Keep the chill out in November’s kitchen!
There’s definitely a nip in the air so time for some warming winter dishes I think!
Before the frosts get too heavy we’ve dug up all our crop of potatoes and beetroot and they’re safely tucked away in the store ready for use over the winter.
I used a batch of the potatotes the other day for this potato dish. It is a bit of a treat – maybe not one to have too often but it’s just right after a cold day working in the garden!
Swiss Potato Bake
Serves 4, easily doubled or halved
1kg floury potatoes
Good knob of butter
1 large onion, chopped
200g smoked bacon, diced
125ml dry white wine
142ml pot double cream
350g raclette or gruyere cheese, grated
1 teaspoon paprika (the smoked variety works really well)
- Pop a large pan of water on to boil and peel the potatoes.
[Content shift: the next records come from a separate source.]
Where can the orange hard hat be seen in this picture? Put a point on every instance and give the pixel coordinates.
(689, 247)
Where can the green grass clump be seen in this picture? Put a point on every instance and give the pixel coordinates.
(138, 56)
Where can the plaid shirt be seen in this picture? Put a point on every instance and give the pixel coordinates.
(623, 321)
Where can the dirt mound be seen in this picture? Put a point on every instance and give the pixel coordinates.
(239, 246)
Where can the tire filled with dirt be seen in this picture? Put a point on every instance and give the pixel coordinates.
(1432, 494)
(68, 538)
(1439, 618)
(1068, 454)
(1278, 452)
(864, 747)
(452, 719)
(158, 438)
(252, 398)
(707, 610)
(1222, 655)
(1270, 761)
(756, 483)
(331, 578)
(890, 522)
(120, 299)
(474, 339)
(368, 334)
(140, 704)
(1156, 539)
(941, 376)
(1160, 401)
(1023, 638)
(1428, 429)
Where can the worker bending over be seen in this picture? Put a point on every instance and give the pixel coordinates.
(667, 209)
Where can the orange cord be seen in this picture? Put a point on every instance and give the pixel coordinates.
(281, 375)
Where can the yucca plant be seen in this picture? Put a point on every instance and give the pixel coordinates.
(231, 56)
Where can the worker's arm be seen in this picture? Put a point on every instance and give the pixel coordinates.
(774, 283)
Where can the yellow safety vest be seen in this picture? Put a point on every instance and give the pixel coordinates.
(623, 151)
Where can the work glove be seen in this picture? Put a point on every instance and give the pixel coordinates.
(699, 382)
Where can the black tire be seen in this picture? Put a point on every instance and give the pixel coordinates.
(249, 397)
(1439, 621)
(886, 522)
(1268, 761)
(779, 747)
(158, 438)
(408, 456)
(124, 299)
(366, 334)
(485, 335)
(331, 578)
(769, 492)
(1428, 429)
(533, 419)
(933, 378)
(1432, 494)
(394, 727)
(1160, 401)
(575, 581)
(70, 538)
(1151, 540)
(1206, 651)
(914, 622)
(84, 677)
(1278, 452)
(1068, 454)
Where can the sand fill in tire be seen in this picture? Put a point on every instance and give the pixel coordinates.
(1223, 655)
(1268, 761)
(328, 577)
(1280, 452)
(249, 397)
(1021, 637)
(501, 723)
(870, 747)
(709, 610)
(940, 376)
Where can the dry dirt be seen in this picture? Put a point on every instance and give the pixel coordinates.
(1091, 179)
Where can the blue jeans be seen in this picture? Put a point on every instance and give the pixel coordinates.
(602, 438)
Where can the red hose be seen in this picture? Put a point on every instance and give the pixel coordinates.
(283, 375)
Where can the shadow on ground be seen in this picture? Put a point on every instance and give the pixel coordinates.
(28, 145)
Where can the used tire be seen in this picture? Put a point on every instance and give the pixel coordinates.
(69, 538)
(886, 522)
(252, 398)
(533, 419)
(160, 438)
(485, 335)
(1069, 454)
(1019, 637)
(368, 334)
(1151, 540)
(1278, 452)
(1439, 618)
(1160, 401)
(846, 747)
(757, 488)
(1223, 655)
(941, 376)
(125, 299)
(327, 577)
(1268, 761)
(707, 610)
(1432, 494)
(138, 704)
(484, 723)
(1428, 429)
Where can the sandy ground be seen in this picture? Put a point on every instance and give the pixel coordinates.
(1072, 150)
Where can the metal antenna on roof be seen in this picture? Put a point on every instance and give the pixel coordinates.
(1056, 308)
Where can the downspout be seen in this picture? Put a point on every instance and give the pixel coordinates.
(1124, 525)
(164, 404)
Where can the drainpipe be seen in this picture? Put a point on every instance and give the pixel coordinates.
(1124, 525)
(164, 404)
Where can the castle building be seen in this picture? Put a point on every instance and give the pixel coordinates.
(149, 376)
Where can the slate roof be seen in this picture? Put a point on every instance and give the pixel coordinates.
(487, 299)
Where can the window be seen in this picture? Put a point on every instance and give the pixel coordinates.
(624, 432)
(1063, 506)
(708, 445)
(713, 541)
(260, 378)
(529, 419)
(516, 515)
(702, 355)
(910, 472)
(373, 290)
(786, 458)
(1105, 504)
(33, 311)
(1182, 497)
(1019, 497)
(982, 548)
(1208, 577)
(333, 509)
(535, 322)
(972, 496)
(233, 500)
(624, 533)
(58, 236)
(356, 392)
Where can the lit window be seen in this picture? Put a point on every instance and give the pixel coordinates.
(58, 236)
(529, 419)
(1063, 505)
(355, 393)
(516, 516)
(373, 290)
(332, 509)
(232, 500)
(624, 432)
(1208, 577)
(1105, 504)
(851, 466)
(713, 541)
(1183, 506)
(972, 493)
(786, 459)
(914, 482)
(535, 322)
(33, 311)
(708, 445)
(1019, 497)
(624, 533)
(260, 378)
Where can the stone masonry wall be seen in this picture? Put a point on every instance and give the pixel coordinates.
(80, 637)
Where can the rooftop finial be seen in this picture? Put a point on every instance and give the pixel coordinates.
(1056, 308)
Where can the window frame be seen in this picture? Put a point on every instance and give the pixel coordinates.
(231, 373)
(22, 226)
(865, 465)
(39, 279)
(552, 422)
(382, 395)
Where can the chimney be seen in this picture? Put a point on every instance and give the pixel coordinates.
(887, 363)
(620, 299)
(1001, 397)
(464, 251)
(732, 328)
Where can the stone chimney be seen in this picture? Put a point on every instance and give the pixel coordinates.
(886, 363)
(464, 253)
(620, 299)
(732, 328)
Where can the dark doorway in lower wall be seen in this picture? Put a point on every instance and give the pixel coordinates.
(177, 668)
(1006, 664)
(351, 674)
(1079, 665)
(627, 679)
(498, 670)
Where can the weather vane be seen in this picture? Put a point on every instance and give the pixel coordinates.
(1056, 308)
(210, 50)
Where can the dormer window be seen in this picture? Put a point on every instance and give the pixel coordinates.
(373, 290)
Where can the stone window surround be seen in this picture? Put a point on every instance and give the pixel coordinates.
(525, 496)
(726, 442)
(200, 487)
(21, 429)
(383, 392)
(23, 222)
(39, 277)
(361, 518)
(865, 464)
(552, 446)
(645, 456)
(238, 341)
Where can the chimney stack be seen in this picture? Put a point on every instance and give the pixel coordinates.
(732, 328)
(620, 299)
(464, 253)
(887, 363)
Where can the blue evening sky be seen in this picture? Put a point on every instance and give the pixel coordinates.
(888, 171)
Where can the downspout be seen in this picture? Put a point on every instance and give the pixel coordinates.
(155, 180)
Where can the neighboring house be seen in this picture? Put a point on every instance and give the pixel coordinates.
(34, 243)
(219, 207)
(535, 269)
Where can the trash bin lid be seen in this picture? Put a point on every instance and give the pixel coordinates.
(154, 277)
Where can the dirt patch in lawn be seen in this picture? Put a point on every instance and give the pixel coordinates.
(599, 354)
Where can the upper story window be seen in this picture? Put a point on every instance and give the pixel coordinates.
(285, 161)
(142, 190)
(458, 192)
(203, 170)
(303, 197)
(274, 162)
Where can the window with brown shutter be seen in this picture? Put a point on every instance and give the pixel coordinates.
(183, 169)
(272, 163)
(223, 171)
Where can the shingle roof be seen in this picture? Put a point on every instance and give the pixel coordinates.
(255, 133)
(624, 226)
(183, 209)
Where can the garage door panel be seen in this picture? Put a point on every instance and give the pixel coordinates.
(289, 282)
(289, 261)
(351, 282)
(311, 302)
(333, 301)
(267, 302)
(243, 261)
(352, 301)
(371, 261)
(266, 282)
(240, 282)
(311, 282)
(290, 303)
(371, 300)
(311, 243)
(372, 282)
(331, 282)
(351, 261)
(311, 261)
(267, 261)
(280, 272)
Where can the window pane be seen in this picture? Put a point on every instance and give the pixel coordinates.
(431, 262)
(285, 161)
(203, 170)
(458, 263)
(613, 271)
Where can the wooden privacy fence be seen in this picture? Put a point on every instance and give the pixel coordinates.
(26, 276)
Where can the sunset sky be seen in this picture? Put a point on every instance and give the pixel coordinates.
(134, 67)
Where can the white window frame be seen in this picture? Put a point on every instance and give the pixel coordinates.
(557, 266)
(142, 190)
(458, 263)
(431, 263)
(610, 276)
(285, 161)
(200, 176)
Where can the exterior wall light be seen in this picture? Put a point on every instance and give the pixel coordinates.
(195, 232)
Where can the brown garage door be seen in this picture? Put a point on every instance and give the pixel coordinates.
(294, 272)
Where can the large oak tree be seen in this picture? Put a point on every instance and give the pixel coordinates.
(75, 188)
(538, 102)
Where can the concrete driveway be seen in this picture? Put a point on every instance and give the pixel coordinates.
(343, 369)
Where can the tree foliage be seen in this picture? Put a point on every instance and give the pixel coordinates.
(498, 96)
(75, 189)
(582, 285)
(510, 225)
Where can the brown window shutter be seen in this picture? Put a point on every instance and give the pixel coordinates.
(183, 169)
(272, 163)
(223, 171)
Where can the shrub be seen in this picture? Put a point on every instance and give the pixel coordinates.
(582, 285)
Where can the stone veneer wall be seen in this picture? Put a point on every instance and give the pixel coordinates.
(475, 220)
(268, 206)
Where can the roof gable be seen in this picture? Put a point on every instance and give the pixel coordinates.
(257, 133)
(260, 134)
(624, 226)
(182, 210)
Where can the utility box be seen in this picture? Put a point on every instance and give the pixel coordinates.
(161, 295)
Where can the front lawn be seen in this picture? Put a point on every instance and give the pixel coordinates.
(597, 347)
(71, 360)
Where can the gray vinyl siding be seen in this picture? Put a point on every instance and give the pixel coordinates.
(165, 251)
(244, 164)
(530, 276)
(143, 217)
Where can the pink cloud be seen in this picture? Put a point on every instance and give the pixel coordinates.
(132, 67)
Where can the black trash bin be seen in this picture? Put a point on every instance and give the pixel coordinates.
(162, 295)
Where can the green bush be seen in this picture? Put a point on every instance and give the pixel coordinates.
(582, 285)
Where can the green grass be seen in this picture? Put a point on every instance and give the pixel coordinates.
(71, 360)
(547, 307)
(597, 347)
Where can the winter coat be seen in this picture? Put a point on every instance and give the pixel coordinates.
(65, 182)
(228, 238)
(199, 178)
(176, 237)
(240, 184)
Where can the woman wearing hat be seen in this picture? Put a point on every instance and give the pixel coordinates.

Chop into bite sized pieces and simmer for 5 minutes. Drain well, then put into a large bowl.
- Melt the butter in a large frying pan and fry the onion gently without browning until softened, about 5-10 minutes. Add the bacon and continue to fry for another 5-7 minutes. Tip into the bowl with the potatoes and mix gently together.
- Pour in the wine and the cream and stir to coat everything. Now add ¾ of the cheese and ½ of the paprika and gently mix together.
- It’s important that this dish has plenty of room to spread out so use a large, shallow dish (30cmx 24cmx 4cm deep is ideal). Butter the dish first then spread the mixture out evenly and sprinkle with the leftover cheese.
- Cover with foil so that the top doesn’t brown too quickly and pop in the oven 200C/fan180/gas6 for 25 minutes. Take out of the oven and remove the foil, then sprinkle over the rest of the paprika. Put back in the oven for another 20 minutes until the top is golden brown and bubbling.
- This makes a really sociable supper dish as everyone can keep dipping into it. I like to serve it with a fresh green salad, pickled onions and some crusty bread.